Sin City: A Dame to Kill For: A Bad Film or a Bad Rap?

It’s been nine years since Sin City premiered to critical acclaim and commercial success. Based on Frank Miller’s popular noir books, Miller himself served as co-director alongside Robert Rodriguez. Inspired by authors such as Mickey Spillane, Miller tells stories that are part thriller, part grit, and part comical violence. Rodriguez is known for directing From Dusk till Dawn, Spy Kids and Machete as well as his association with Quentin Tarantino. From cinematography to editing to visual effects, Rodriguez is highly skilled in all aspects of filmmaking. Their collaboration was a perfect hit in 2005. The question that lingered for nine years though, was would they able to recreate their success?

Derived from Miller’s 1993 miniseries comic book, “A Dame to Kill For,” the latest installment brings us four integrated storylines. Back is Marv (Mickey Rourke), that slightly deranged, yet loveable, character that avenged the death of his one-night stand, Goldie, in the original. Also Nancy’s (Jessica Alba) protector, he becomes involved as she seeks revenge for the death of Detective John Hartigan (Bruce Willis). Hartigan saved her from a sadistic child killer and his suicide continues to haunt her. Next, gambler Johnny (Joseph Gordon-Levitt) dares to take on the villainous Senator Roark (Powers Boothe) in a backroom poker game. The most prominent story revolves around Dwight McCarthy (Josh Brolin), a private detective who becomes entangled with ex-lover, Ava Lord (Eva Green). Now married to a wealthy businessman, she professes her unhappiness to Dwight and intimates that she fears for her life. The story follows Dwight who, no longer able to control his love for Ava, becomes embroiled in the fight of his life.
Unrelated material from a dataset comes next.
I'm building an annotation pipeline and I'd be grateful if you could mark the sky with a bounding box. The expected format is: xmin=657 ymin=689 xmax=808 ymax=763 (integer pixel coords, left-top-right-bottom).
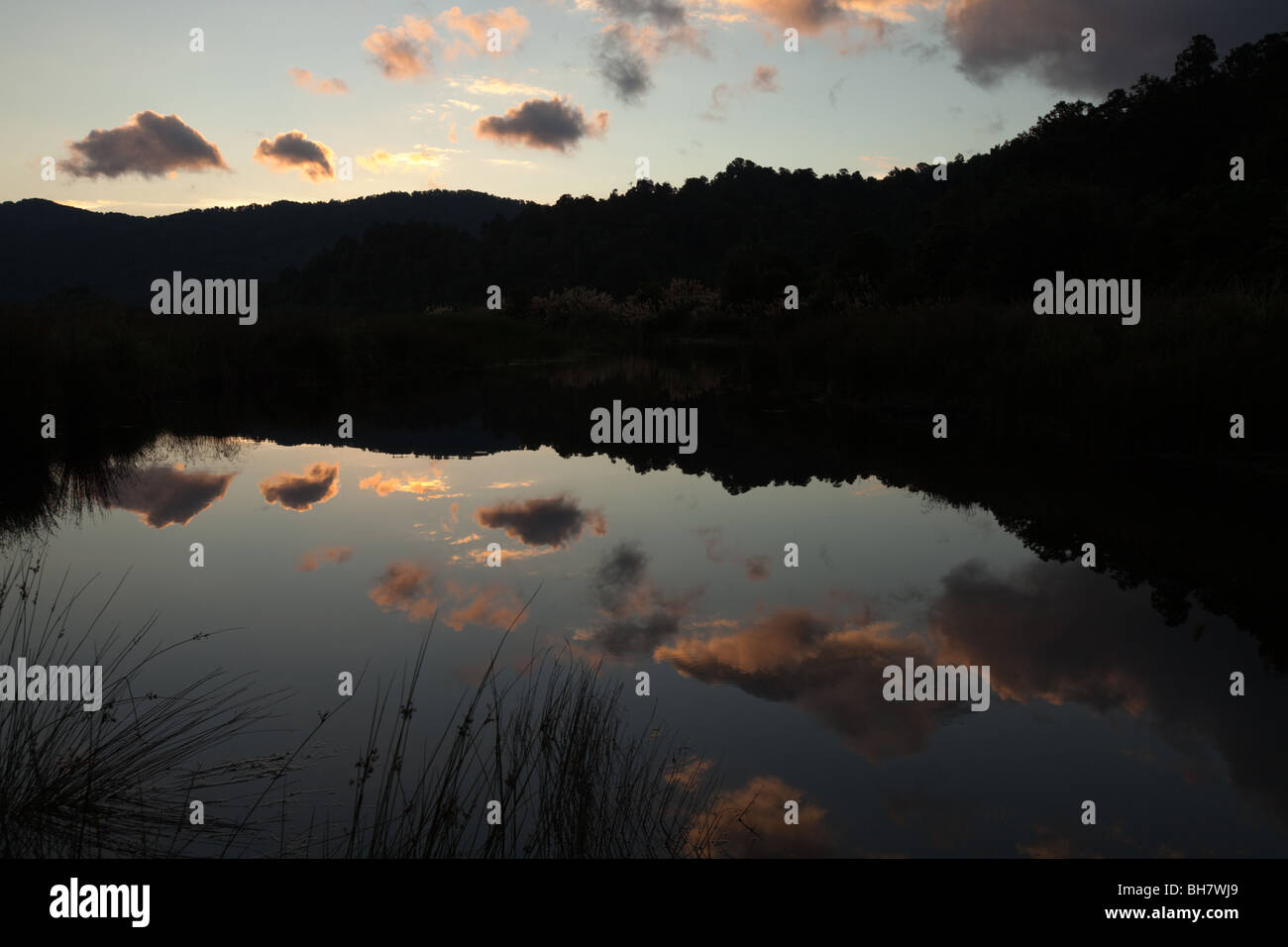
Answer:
xmin=0 ymin=0 xmax=1288 ymax=215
The acting is not the main focus in A Dame to Kill For, but one must credit the actors for the subtle performances each delivers with ease, especially in light of dialogue that at times, is stilted and cheesy. The film is most certainly as visually appealing as its predecessor. Where the original seemed to drag in parts, A Dame to Kill For weaves together vignettes that entertain and keep the story moving. The stories are not unprecedented in their originality, but one could argue they don’t need to be. The beauty of the genre is that its stories are simple. Crime, sex and seedy characters have always been the mix and this movie provides exactly that. It’s not revolutionary, but it is solid.

While possibly lost within the presentation, Rodriguez and Miller do offer genuine nuggets of philosophical musings. Power, corruption, good verses evil and love are considered in fantastical form. It’s a movie where hookers unite and brandish their own form of vigilante justice. In comic book form killing appears, well comical, which leaves us free to mull over it’s meaning. The ‘bad’ people in this movie are bad, but the message is that evil is worse and must be stopped at all cost. Further, the bad are bad because there is no alternative. For all their faults, we root for the downtrodden because we can relate to being minimized in a society that thrives on money and power. Miller and Rodriguez avenge evil in a way that we wish we could in real life.

Neither opening weekend box office totals, nor critics have been kind to A Dame to Kill For. Sin City was groundbreaking in 2005. Miller and Rodriguez’s twist on noir rejuvenated the genre and just because there is less shock value for audiences, it should not minimize the merits of this film. A Dame to Kill For offers us storylines that entertain and sound acting within a visually stunning package. For most movies this would be a combination for a sure fire hit. Theories will be plentiful to explain its dismal performance. Maybe too much time elapsed between the original, maybe it’s too violent, or maybe it’s too depressing a view of society. Then again, maybe if you ignore all the theories you will find a movie that delivers in most everyway it should.